A strip of land alongside what was now Wrexham Road was retained for recreational use by employees of the adjacent Bryant and May match factory. This sports & social club boasted tennis courts and netball pitches, a large square bowling green, a kickabout space and of course a clubhouse, and was officially opened in July 1912. Unfortunately on the first day of the Blitz it got bombed, and it wasn't until October 1957 that a replacement pavilion was opened. The Brymay Club continued to serve the workforce until the match factory closed in 1979 and its sports facilities were no longer required, after which Brymay Close replaced it. Three stone plaques from the clubhouse were embedded into the brick wall out front, but everything else was swept away.
The even numbered flats in Brymay Close are spread across what used to be the main entrance to London's largest lunatic asylum. The odd numbered flats cover the fountain at the heart of its formal gardens, which later became the site of the Gilbert Bartholomew Memorial sports club. The parking space inbetween used to be the bowling green, while the fence at the far end crosses what were once the tennis courts.
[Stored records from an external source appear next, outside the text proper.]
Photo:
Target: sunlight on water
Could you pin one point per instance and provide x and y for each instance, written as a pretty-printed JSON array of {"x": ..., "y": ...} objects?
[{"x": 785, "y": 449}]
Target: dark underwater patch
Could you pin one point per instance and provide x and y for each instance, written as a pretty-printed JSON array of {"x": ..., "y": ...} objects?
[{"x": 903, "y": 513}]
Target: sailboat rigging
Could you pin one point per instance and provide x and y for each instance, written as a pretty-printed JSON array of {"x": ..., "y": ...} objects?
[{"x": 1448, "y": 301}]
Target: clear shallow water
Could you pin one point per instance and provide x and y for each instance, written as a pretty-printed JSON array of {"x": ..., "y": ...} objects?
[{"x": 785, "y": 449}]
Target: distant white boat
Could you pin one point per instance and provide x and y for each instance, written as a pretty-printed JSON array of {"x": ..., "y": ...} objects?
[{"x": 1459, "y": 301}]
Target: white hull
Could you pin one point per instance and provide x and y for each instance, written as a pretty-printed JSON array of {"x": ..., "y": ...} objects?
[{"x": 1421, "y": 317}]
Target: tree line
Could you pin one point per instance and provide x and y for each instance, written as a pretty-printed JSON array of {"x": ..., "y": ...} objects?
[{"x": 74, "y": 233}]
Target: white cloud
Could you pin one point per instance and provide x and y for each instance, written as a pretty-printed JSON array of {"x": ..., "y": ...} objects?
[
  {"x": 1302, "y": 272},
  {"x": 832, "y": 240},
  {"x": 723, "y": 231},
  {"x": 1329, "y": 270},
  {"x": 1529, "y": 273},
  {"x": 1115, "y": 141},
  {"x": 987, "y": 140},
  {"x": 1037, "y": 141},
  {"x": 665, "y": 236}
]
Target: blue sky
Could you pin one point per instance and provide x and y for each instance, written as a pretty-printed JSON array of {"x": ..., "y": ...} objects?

As for Bryant & May's war memorial, a slender cross since relocated to Grove Park, this was originally positioned somewhere underneath flat number 13. Even the most undistinguished of sidestreets can sometimes boast a fascinatingly unexpected history.
Update: Except Bow doesn't have any streets beginning with Q, nor any beginning with X, and although I can do all of the other 24 letters of the alphabet it means this feature is essentially unsustainable.